Preparing the ground for a showdown with government, the TUC general secretary, Frances O’Grady, told the Observer that public sector employees had worked during the pandemic “through the most intense days of their working lives”.

She added: “We have been holding meetings of public sector workers with their MPs. Many of them were not able to hold the tears back as they spoke up about how hard it has been at work, and how hard it is at home trying to make ends meet.

“The danger now for the whole nation is that we are at a tipping point. Many public sector workers across services like health, education and social care say they don’t know if they can take it any more. If they don’t at least get a proper pay rise and help to reduce workloads, it will be the final straw. A mass exodus would send shockwaves through every community, and it would damage our economy too. Ministers must be much more alive to this danger. They cannot let it happen.”

Recommendations on public sector pay are made to ministers by independent pay review bodies (PRBs) which receive submissions from the unions and employers. Ministers set the remit of the PRBs and can accept or reject their recommendations.

Union sources said it was crucial that ministers now acted to give the PRBs a clear steer that pay should have to keep pace with inflation to avoid a recruitment crisis.

Paul Johnson, director of the Institute for Fiscal Studies, said the fact that the chancellor had announced no more money for public services in the spring statement “is almost bound to result in more hefty real pay cuts for nurses, teachers and other public sector workers”.

He added: “That will come on top of a decade of cuts during which pay in the public sector has done even worse than that in the private sector. It looks like trouble ahead.”

Unison general secretary Christina McAnea said: “If the government doesn’t deliver inflation-busting wage increases across the entire public sector, staff will exit for better-paid, less stressful jobs. That would leave services unable to cope.

“Firms on the high street are paying more to keep and attract the staff they need. That’s what public services need to do too, but it’s the government holding the purse strings.”

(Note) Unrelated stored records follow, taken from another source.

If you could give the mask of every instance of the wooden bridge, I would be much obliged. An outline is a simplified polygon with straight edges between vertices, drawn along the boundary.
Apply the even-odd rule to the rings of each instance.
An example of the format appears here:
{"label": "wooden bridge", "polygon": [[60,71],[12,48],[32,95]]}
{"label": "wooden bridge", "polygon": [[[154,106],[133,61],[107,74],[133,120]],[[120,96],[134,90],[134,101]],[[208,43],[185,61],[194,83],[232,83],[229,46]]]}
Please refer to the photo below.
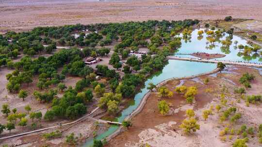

The latest Opinium poll for the Observer found 68% of people believe that ministers should be doing more to tackle the cost of living crisis while just 18% said they were doing all they could. Some 57% think the economy will worsen in the next 12 months, against 19% who believe it will improve; 49% believe their personal finances will worsen in the next 12 months against 14% who think they will get better.

Dr Patrick Roach, the NASUWT general secretary, said: “Uncompetitive pay levels are contributing to a worsening picture on teacher supply. Data shows that by 2020, over 40% of those who had entered the teaching profession 10 years previously were no longer teaching.

“Our 2022 teachers’ pay survey indicates that 70% of teachers have considered leaving their job in the last 12 months and that 49% of teachers indicated that their pay had a great deal or a lot of impact on their intention to leave the profession.

“Adding to the pressure on teachers is the soaring cost of living, which is driving more and more into financial hardship. Our survey shows that two-thirds of teachers are ‘somewhat worried’ about their financial situation and 22% are ‘very worried’.”